Jamieson, Fausset & Brown
Number three is Commentary Critical and Explanatory on the Whole Bible by Robert Jamieson, A.R. Fausset, and David Brown, usually abbreviated to Jamieson, Fausset & Brown. Now, don’t let the word critical in the title — Commentary Critical — put you off. It doesn’t mean negative criticism. It means that among these three commentaries, this one would be the most oriented toward difficult scholarly questions. But even so, it’s quite usable by non-scholars. The authors were three ministers and professors in Britain, writing in the latter part of the 1800s. They wrote, in fact, in the front of their work, these words (I’ll give you a flavor):
It is a humble effort to make Scripture expound itself. May the blessed Lord, who has caused all holy Scripture to be written for our learning, bless this effort and make it an instrument toward the conversion of sinners and the edification of saints, to the glory of his great name and the hastening of his kingdom. Amen.
One New Testament Commentary
Now, let me mention one more, even though it’s only on the New Testament. But it is on every verse in the New Testament, and I consult this commentary several times every week, virtually without fail. It’s by Robert Gundry, who is still alive as I speak, and the title is Commentary on the New Testament: Verse-by-Verse Explanations with a Literal Translation. Now, truth in advertising: I have had serious disagreements with Dr. Gundry on several important matters over the years, and I never thought I would be recommending a whole-Bible commentary by him, but frankly, I find this commentary so useful that I would be a hypocrite, I think, not to recommend it.
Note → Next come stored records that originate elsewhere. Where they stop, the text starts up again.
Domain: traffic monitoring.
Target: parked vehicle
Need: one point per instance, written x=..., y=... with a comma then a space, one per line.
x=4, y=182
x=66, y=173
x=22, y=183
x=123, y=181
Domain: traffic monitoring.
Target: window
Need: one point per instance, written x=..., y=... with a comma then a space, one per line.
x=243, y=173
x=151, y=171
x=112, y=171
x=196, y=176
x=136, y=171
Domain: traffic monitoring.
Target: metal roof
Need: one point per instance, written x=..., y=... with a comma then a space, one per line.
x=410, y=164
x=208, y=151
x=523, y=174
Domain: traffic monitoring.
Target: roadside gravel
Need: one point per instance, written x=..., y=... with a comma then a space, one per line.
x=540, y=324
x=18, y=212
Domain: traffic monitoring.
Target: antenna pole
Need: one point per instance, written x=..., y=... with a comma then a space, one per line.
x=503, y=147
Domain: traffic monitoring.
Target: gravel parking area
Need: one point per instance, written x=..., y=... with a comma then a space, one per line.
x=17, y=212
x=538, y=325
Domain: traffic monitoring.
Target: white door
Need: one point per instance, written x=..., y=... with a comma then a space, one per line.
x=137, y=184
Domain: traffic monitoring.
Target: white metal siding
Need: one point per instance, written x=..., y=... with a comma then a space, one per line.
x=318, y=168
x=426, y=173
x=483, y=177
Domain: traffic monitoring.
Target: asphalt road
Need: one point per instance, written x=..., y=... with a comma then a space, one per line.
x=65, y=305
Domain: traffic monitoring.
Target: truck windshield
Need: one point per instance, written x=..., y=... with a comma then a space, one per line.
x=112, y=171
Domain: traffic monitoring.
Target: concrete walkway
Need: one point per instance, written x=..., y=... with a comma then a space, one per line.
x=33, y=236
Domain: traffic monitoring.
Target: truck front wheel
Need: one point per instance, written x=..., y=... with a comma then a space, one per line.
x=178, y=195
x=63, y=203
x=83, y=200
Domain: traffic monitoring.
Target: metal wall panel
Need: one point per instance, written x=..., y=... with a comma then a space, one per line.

In April of 2020, I wrote to Dr. Gundry. I hardly ever do this, but I was finding so much regular help that this is what I wrote:
Dear Dr. Gundry, notwithstanding any disagreements that we may have had in the past, I wanted to encourage you and thank God for your one-volume commentary on the New Testament. I am finding it both exegetically illuminating and spiritually refreshing, largely because of your disciplined, unashamed, assiduous attention to the details of the very text with straightforward explanations. This is less common among commentaries than it should be — and among preachers — so be encouraged and rejoice in the Lord that your labors are not in vain.
With thankfulness and admiration,
John Piper
So, there they are — four fallible commentaries recommended by one fallible podcaster. Test all things; hold fast to what is good according to Scripture. And may your love for the Scriptures and your obedience to them grow because of your study.